Thank God Keith had agreed to stay in the fathers’ waiting room.
Eve had begged him: “I want you to still find me sexy, my darling. You know what they say about men who watch their wives give birth. It ruins, you know, that, forever.”
Keith insisted that nothing could dim his passion for her. But to Eve’s astonishment, he’d agreed to stay away.
“One more push! You’re almost there!”
The pain was so strong Eve was surprised she hadn’t lost consciousness. Like a riptide it pulled at her till she was no longer aware of anything but the sensations deep inside her womb.
She thought about Alex, realizing for the first time how physically painful and terrifying her sister’s death must have been.
Good.
It was ironic. Eve thought about all the time and effort she’d put into trying to kill her twin over the years: setting her nightgown alight at their fifth birthday party; arranging riding accidents, sailing accidents and finally the whole complicated murder plot with George Mellis. (Knowing George was both penniless and psychotic, and that his rich-playboy routine was all an act, Eve had encouraged him to woo and marry her sister. The plan was for George to win Alex’s trust, persuade her to make a new will that left him everything, including her controlling stake in Kruger-Brent, then get rid of her, splitting the inheritance with Eve.)
But somehow Alexandra had survived every one of Eve’s elaborate schemes. The bitch was like one of those novelty birthday candles you couldn’t blow out. And then bam! Out of nowhere, a simple act of God had come along and erased her, like the unwanted stain she was.
Alexandra Blackwell, Kruger-Brent heiress and famous beauty. Dead in childbirth at the age of thirty-four.
It was so perfect, it was almost biblical.
Eve heard a loud, feral noise. It took a moment to register that it was her own voice, screaming as the final contraction racked her body. Seconds later, she felt a warm wetness between her legs and the frenzied kicking of tiny legs. A slimy, bloody creature, covered in waxy-white vernix, slithered into the waiting arms of the midwife.
“It’s a boy!”
“Congratulations, Ms. Blackwell!”
One of the nurses cut the cord. Another cleaned up the afterbirth.
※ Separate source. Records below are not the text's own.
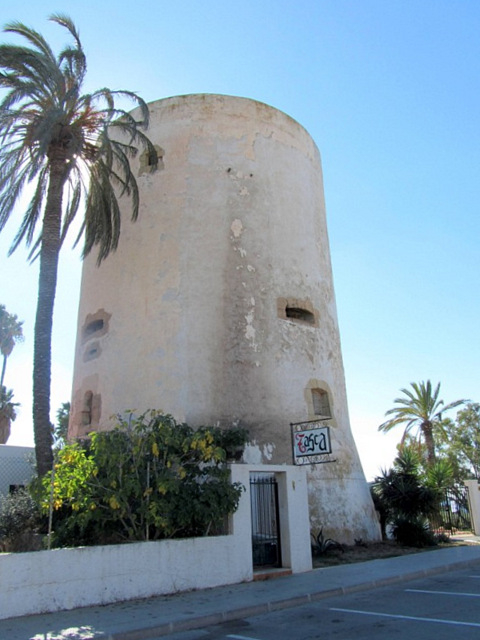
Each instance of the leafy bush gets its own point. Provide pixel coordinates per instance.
(322, 545)
(413, 532)
(19, 521)
(405, 501)
(148, 478)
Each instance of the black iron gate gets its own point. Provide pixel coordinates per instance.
(454, 511)
(265, 520)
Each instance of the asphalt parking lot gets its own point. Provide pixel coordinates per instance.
(441, 607)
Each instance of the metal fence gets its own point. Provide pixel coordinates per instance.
(265, 521)
(453, 513)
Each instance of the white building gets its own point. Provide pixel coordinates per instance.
(218, 306)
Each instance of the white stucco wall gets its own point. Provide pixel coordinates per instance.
(232, 229)
(68, 578)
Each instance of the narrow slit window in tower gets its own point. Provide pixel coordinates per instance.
(321, 403)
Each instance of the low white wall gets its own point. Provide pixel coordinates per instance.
(68, 578)
(474, 500)
(59, 579)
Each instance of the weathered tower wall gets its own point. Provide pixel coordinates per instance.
(218, 306)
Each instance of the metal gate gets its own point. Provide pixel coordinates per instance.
(265, 520)
(454, 512)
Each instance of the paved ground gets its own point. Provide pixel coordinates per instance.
(155, 617)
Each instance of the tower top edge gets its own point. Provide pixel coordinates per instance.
(237, 105)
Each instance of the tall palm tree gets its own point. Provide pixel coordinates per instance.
(74, 149)
(420, 408)
(11, 332)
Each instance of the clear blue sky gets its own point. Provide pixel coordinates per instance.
(390, 92)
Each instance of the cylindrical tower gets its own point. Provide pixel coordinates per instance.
(218, 306)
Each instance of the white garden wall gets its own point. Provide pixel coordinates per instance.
(69, 578)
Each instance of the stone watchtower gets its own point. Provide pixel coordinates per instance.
(218, 306)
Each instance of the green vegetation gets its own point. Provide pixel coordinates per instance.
(458, 442)
(148, 478)
(11, 332)
(405, 501)
(65, 145)
(421, 409)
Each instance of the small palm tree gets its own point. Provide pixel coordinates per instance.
(11, 332)
(74, 149)
(420, 408)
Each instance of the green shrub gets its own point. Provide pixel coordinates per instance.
(148, 478)
(413, 532)
(19, 521)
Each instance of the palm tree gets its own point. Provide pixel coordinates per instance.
(419, 408)
(11, 332)
(74, 150)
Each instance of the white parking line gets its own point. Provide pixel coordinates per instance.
(458, 623)
(445, 593)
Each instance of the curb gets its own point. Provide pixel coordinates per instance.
(212, 619)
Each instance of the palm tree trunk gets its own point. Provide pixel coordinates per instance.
(47, 284)
(4, 366)
(427, 431)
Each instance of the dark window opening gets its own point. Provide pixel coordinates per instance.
(87, 409)
(297, 313)
(321, 403)
(93, 327)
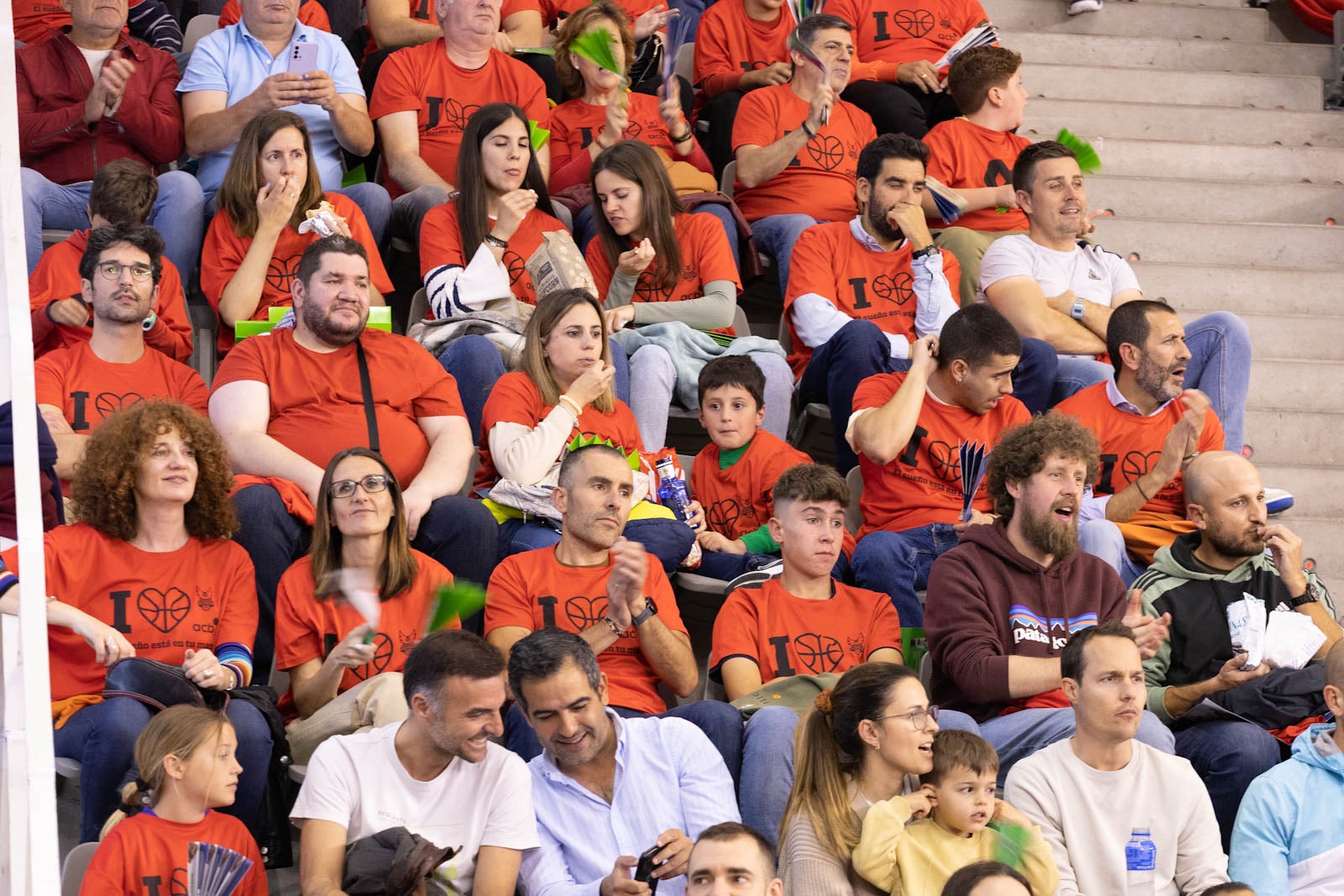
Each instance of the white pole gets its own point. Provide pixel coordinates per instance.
(29, 862)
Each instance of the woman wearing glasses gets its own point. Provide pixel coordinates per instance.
(344, 672)
(866, 741)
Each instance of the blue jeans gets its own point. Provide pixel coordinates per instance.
(178, 215)
(457, 532)
(669, 540)
(897, 564)
(1229, 755)
(721, 723)
(776, 235)
(102, 739)
(1023, 732)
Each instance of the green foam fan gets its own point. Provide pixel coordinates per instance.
(1088, 159)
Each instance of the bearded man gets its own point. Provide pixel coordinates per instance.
(1005, 600)
(1194, 580)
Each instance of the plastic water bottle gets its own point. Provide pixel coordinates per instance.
(672, 493)
(1140, 864)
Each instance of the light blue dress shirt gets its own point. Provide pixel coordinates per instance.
(667, 775)
(233, 60)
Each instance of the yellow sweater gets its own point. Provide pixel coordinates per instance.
(917, 860)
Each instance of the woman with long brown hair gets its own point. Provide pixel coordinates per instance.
(360, 543)
(253, 244)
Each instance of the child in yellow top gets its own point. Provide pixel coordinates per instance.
(916, 859)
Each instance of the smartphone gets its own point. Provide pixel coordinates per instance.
(302, 58)
(644, 871)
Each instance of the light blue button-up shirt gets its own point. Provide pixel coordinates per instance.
(667, 775)
(233, 60)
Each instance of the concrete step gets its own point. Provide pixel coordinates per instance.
(1169, 53)
(1194, 123)
(1287, 336)
(1220, 244)
(1242, 291)
(1296, 438)
(1101, 83)
(1215, 201)
(1132, 19)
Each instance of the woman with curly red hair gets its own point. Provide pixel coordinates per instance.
(148, 571)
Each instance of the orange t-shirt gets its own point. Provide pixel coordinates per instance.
(738, 500)
(515, 399)
(57, 275)
(900, 31)
(311, 13)
(198, 597)
(968, 156)
(820, 181)
(318, 405)
(706, 257)
(533, 590)
(444, 96)
(924, 484)
(147, 856)
(864, 284)
(309, 629)
(788, 636)
(1131, 443)
(441, 244)
(730, 43)
(225, 251)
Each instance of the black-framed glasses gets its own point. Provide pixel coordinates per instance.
(918, 718)
(373, 484)
(139, 273)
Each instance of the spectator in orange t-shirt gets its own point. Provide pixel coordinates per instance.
(909, 429)
(289, 401)
(974, 154)
(425, 96)
(150, 573)
(344, 671)
(188, 768)
(253, 244)
(615, 595)
(797, 144)
(900, 42)
(659, 265)
(123, 192)
(80, 387)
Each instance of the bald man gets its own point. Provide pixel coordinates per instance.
(1288, 836)
(1233, 550)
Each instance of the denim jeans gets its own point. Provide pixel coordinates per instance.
(457, 532)
(721, 723)
(102, 739)
(1023, 732)
(669, 540)
(178, 215)
(897, 564)
(1229, 755)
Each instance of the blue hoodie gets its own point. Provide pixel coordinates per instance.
(1289, 833)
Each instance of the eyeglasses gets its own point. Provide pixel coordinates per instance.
(373, 484)
(139, 273)
(918, 718)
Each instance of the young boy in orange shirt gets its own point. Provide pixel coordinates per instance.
(974, 156)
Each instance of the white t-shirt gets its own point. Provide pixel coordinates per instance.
(358, 782)
(1089, 270)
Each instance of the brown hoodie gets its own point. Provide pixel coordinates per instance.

Weak with exhaustion and blood loss, Eve slumped back against the sodden sheets. She watched as the nurses cleaned and examined the baby, ticking things off on a chart. Suddenly she felt choked with panic.
“What’s wrong with him?” She sat bolt upright. “Why isn’t he crying? Is he dead?”
The midwife smiled. Well, how about that for a surprise? Eve Blackwell had been so detached and hostile during the birth-quite frankly, she’d been an out-and-out bitch to the nursing team-they’d begun to suspect she didn’t want her baby. But obviously they’d misjudged her. The concern in Eve’s voice now was unmistakably genuine. She’s going to make a great mommy after all.
“He’s right as rain, Ms. Blackwell. Here, you can see for yourself.”
Eve took the white bundle. When she looked down, Eve saw a small, olive-skinned face topped with a crown of glossy blue-black hair. The nose and mouth were babylike and nondescript. But the enormous, dark brown eyes with their fringe of black lashes and steady, focused gaze; those were extraordinary. The boy looked up at her, silently scanning her face. To the rest of the world, Eve was a freak. To her baby, she was the universe.
Eve thought: He’s intelligent. Cunning, like a little gypsy.
She smiled, and though she knew it wasn’t meant to be possible, she could have sworn he smiled back.
“Have you thought of a name for him yet?”
Eve didn’t even look up.
“Max. His name is Max.”
It was a simple name, short, but to Eve it suggested strength. The boy would need strength if he was going to fulfill his purpose and avenge his mother.
Eve had conceived Keith Webster’s child for one reason and one reason only. Because she needed an accomplice. Someone she could mold in her own image, feed with her own hatred, and send out into the world to do all the things that she, a prisoner in her own home, could no longer do for herself.
Max would make Keith Webster pay for what he’d done to her.
Max would bring Kruger-Brent back to her.
Max would worship and adore and obey her, the way that men had always worshipped, adored and obeyed her, before Keith robbed her of her looks.